Carlos, al contrario que Miguel Ángel, sí volvió a la finca. Lo mataron dos años después. "Un día llegaron unos tipos con uniformes militares, brazaletes de las Autodefensas y pasamontañas negros. Se llevaron a mi hermano a un lugar a 500 metros de la casa. Allí le metieron varios balazos y lo cortaron en pedazos con la motosierra. El pedazo más grande que dejaron de mi hermano era así -dice abarcando con las manos un espacio que no supera los 40 centímetros-. Cavaron un hoyo y lo dejaron semienterrado allí. Nos lo encontramos allí mismo. Al menos pudimos enterrarlo como Dios manda", cuenta Berta.
Justo antes de la muerte de Carlos, Berta se había armado de valor y se había decidido ir a hablar con los líderes paramilitares. "Me dijeron que estaba loca, pero yo tenía que hacer algo. Estaban masacrando a mi familia. Fui a hablar con Óscar, uno de sus líderes".
El tal Óscar era un antiguo miembro de las FARC al que los líderes de las Autodefensas consiguieron atraer. Carlos Castaño, el gran patriarca paramilitar, hizo cuanto pudo por reclutar a guerrilleros. ¿Quién mejor para luchar contra la guerrilla que los propios guerrilleros?
"Cuando hablé con él no cabía en mi de odio, así que hablé sin miedo. Le dije ‘ustedes están aniquilando a mi familia, se han hecho un sancocho (un guiso) con ella. Los que me acompañaron intentaron pararme. Yo estaba convencida de que no salía de allí, que me iban bajar a bala. Pero no el tipo no consiguió mantenerme la mirada. Me reconoció que fue un error la muerte de mis familiares y lo hizo con la cabeza bien agachada. Yo le dije ‘bueno, eso está ya hecho y nada puede hacerse, pero me dicen por ahí que ahora usted mandó matar a mi hermano Carlos'. Me dijo que eso no era verdad y que él podía volver tranquilo a la finca. Y ya ve, lo mataron poco después. Luego ese perro de Óscar lo mataron en cuanto salió de la cárcel. No duró ni una hora vivo".

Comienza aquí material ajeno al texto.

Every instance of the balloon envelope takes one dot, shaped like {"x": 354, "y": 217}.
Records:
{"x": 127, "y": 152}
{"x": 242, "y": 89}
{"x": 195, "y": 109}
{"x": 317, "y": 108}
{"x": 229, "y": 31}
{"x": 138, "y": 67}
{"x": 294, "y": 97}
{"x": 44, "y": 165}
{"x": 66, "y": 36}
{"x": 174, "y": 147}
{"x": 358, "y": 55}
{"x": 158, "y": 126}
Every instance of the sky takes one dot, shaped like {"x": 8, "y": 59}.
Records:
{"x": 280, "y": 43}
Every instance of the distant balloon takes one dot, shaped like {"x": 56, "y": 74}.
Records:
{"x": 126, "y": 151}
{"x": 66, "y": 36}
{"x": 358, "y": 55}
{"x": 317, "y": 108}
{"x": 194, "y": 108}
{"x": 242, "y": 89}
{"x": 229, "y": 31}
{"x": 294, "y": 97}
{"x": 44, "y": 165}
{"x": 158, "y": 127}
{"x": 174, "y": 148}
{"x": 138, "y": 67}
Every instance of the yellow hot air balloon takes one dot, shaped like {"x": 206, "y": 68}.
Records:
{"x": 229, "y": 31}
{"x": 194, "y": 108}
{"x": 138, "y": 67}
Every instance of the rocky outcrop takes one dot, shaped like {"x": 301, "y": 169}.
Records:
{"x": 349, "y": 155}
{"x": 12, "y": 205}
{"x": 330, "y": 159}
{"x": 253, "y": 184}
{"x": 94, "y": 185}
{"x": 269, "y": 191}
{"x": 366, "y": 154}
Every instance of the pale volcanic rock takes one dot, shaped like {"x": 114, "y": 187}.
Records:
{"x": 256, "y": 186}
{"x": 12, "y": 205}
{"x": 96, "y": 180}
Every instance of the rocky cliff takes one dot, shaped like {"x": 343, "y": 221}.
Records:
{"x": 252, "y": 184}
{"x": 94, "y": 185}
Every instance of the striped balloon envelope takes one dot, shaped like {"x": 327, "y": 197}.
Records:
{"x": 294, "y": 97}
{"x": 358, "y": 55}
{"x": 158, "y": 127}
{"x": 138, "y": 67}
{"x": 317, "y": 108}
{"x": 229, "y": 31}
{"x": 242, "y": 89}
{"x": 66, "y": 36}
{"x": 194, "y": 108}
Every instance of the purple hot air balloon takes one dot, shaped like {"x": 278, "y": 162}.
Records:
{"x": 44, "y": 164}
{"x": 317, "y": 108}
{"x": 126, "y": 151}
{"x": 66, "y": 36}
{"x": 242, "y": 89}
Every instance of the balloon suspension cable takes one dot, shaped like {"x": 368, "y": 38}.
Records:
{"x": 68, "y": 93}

A Berta aún le desaparecieron a otro hermano más hace tres años más. El año pasado perdió a su madre que no pudo superar lo depresión crónica que le causó el exterminio de casi todos sus hijos. Ahora vive en una casa con los dos hijos de Miguel Ángel, de los que tuvo que hacerse cargo. "Ellos son mi fuerza, los hijos que ellos me arrebataron". Vive de su trabajo y de las escasas ayudas que el Estado ha dado a las víctimas de los paramilitares. Por la desaparición de su hijo le pagaron unos 5.000 euros. Y otros tantos para poder mantener a sus dos sobrinos. Pero, como ella dice, no es mucho para darles un futuro a esos niños. Aún menos para curar las heridas que le ha dejado esta década larga de duelo. "Cuando veo a los jefes de los ‘paracos' en televisión y les veo contar lo que han hecho... cuando sé que no van a pasar más de 8 años en la cárcel... no sé, no es justo... se me revuelve el estómago".